Supporting a Teen with Mental Illness
27 Nov 2018
Supporting a Teen with Mental Illness
As a parent of a teen experiencing mental illness, you provide critical support.
By Dr Anne Honey
As part of my research, I interviewed 26 young people who had experienced mental illness, about their perspectives on parent support. Here are some of their thoughts.
Teens found it most helpful when parents made a concerted effort to adjust their ways of interacting by becoming more sympathetic and tolerant, less strict, and less likely to argue with or yell at young people. These changes are not about reversing ‘bad’ parenting, but about responding to a new situation with a new approach. Teens appreciated parents who appeared calm about the illness and displayed confidence and optimism, for example pointing out their teens’ progress and achievements, and modelling a belief in their ability to cope and to get well again.
Don’t expect a ‘quick fix’. Some teens felt an unhelpful pressure to get ‘better’ immediately so as not to ‘disappoint people’. Others described how parents tried to change them by scolding or teasing them about their behaviour. The most common unhelpful response was when parents displayed distress, anger, desperation, frustration, self-blame and hopelessness. Teens found these reactions distressing, discouraging and guilt-inducing, and felt that they made things worse. As one young person put it, ‘In terms of looking after someone who’s got mental health issues, it’s important not to deal with your personal reactions about that too much with them.’

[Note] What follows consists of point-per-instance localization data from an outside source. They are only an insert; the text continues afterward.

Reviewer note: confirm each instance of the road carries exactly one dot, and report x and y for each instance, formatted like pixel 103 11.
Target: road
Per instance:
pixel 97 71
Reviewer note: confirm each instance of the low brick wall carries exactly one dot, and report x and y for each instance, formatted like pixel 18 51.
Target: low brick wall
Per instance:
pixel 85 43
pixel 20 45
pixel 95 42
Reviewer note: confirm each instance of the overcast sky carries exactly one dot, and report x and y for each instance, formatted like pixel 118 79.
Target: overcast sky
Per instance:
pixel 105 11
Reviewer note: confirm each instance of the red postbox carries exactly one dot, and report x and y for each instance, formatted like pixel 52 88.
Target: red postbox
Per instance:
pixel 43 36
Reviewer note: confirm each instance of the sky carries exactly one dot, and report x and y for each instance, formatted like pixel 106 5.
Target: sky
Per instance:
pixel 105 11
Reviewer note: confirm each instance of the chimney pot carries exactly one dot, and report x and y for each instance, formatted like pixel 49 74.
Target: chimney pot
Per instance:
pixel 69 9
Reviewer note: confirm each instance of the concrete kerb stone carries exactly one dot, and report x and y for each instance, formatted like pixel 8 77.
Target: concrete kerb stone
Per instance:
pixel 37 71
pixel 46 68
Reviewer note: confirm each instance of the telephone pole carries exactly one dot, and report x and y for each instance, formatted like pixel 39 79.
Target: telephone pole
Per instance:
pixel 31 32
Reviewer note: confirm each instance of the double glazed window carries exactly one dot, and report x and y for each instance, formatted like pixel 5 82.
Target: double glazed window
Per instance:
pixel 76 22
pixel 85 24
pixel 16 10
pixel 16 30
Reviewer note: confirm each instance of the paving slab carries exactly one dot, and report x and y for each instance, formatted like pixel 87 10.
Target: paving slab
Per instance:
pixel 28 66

Show your concern and commitment
Teens liked to know that their parents were concerned and saw their mental health as a high priority. Parents showed this in many ways, such as seeking information about the illness and treatments, asking teens about their experiences, and spending extra time with them, even taking time off work to look after them or take them to appointments.
It was critical for teens to see parents as a reliable and unwavering support, which they often described simply as ‘being there’.

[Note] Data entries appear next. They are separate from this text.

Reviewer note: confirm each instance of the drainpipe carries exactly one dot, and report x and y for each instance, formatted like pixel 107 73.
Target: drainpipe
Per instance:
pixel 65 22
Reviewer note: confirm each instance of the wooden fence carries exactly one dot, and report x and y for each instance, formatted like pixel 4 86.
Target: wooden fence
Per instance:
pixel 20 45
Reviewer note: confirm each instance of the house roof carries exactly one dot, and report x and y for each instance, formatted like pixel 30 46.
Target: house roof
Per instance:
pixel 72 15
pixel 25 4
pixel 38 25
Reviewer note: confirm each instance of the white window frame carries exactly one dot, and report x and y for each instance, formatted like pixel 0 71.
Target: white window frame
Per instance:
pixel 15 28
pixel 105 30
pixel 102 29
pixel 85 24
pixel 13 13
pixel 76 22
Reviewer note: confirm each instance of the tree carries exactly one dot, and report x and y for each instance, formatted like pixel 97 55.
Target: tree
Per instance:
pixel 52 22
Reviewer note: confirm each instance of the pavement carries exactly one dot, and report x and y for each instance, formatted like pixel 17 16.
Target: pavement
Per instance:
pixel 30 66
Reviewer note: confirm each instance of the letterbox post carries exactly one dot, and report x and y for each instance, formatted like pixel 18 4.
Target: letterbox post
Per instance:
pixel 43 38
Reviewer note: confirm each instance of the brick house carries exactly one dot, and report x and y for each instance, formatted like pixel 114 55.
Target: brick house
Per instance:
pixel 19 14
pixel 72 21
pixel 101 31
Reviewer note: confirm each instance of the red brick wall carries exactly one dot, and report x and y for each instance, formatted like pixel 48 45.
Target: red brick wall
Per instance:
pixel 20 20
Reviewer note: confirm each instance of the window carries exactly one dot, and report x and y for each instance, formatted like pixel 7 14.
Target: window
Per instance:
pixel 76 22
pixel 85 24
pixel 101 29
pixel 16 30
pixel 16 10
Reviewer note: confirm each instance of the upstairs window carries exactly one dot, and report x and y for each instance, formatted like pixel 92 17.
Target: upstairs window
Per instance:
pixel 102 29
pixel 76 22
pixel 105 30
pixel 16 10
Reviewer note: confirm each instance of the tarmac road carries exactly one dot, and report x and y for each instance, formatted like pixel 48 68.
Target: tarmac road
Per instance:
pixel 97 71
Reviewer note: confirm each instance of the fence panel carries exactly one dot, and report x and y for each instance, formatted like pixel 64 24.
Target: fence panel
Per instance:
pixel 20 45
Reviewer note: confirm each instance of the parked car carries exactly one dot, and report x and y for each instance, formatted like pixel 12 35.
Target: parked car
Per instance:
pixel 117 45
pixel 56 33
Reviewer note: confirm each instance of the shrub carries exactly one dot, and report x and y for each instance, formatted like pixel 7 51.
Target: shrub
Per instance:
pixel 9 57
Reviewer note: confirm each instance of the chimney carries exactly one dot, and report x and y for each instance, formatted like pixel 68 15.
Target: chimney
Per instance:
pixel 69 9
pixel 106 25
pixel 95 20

Image: Visual Ideas/Nora Pelaez/Blend Images/Thinkstock
‘Just being understood’ was critical. Teens who felt able to talk to their parents about ‘deep things like how I feel and why I feel like that’, found that it really helped. Others wished their parents were more open to this. One teen explained that, ‘She thinks I don’t want to do that... but I wouldn’t not do it if she opened up the conversation. I wish she’d try and delve into it deeper’.
Some teens felt unable to explain what they didn’t understand themselves, or had difficulty putting their thoughts and feelings into words. These teens needed patience and support – sometimes from health professionals – to express themselves. Other teens did not want to talk to parents. Some wished to avoid thinking about their problems. Others believed, from experience, that their parents would respond in punitive or ‘emotionally messy’ ways or would simply not understand.
Get other support
For most teens, their parents were the driving force in getting professional treatment, and teens tended to appreciate this, at least in retrospect. They also appreciated parents who ‘took my side’ with health professionals, schools and even other family members by explaining the situation and encouraging others to be supportive.
Help me do ‘the right thing’
Teens talked about how their parents encouraged them to do things that were good for them and their mental health, such as following their treatment plan, participating in everyday activities, and preventing self-harm. Teens most appreciated it when parents facilitated these things by providing funding and transport. Strategies like reminding, giving advice, keeping a watchful eye and even bargaining with money and privileges could also motivate teens to act in their own best interests. However, there was a fine line between helpful persuasion and unhelpful ‘nagging’, criticising, or being ‘bossy’. Even where parents used their authority and removed their teens’ choice, teens sometimes appreciated this in retrospect, or at the time, thinking that ‘later on I’m going to look back and I’m going to see that she was right all along’.
Teens’ reactions were shaped largely by whether they saw parents’ actions as indicators of genuine concern, as rational and well considered, and as reflecting both an understanding of their situation and a confidence in their recovery – beliefs clearly linked to the tips above.
Unfortunately, there is no formula for how to care for a teen experiencing mental illness. In the words of one teen, ‘You really can’t be a perfect parent. There’s no way you can get it right all the time. Like if you get it right a quarter of the time you’re doing great.’
Dr Anne Honey is a Senior Lecturer in Occupational Therapy at the University of Sydney. Her research focuses on illuminating the perspectives of people experiencing mental illness and their families, with a particular emphasis on the interactions between mental illness, social context, family support and wellbeing.